Sono l’anima profonda dell’Etiopia, custode fedele della
Rivelazione nel Continente nero. San Giorgio, San Teodoro, San Mercurio,
San Claudio, San Vittore, San Marmehnam. Nomi conosciuti e figure
misteriose, fra verità storica, misticismo, leggenda popolare.
Per ogni giorno, una vita, una testimonianza, fissata nel libro liturgico
della chiesa etiope (il Sinassario), secondo uno strano calendario
che è rimasto indietro di sette anni (in Etiopia siamo oggi
nel 1990) e che conta i mesi a partire da settembre.
Perfino le ore del giorno si contano in modo diverso, da zero a dodici,
dall’alba al tramonto, secondo un costume che fu degli ebrei.
Non c’è da stupirsi, presso un popolo che fa partire
la propria storia dalla Regina di Saba e da Re Salomone (di cui gli
imperatori abissini si consideravano diretti discendenti.), che custodisce
l’Arca dell’Alleanza (sì, proprio quella di Mosè
e Indiana Jones) ad Axum, che va in pellegrinaggio ogni anno in un
santuario costruito dagli angeli nella roccia (Lalibelà).
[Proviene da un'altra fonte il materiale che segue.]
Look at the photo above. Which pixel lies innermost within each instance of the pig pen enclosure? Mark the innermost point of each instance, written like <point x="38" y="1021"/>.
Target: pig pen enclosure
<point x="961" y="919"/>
Un
popolo umiliato dalla modernità (l’Etiopia è considerata
l’ultima nazione al mondo per sviluppo economico), ma vicino
come pochi altri alle sue origini, orgoglioso di una indipendenza
che nessuno è riuscito a cancellare (a parte la breve parentesi
del colonialismo italiano) nel corso dei secoli.
Per questo i santi venerati dalla chiesa etiope sono santi guerrieri.
Perché la religione è stata sempre difesa con la spada,
pagata col sangue. A partire da Ezana, re di Axum, che si convertì
al cristianesimo per opera di due siriani, Frumentio e Edesio, nel
quarto secolo dopo Cristo. Il legame con l’Oriente è
uno dei due segni distintivi della chiesa etiope, e ritorna in molte
delle storie dei santi (che provengono dalla Siria, dalla Cappadocia,
dall’Egitto, dalla Palestina). L’altro è l’unione
con l’impero abissino. “Governerò il mio popolo
con correttezza e giustizia, senza opprimere nessuno; che il popolo
possa preservare il trono che ho edificato per il Signore del Cielo”:
Ezana fa del cristianesimo la religione di stato, proprio come l’amico
Costantino (che in un carteggio lo chiama “mio prezioso fratello”)
a Roma.
La sfida di quei secoli è la sfida contro il paganesimo. E’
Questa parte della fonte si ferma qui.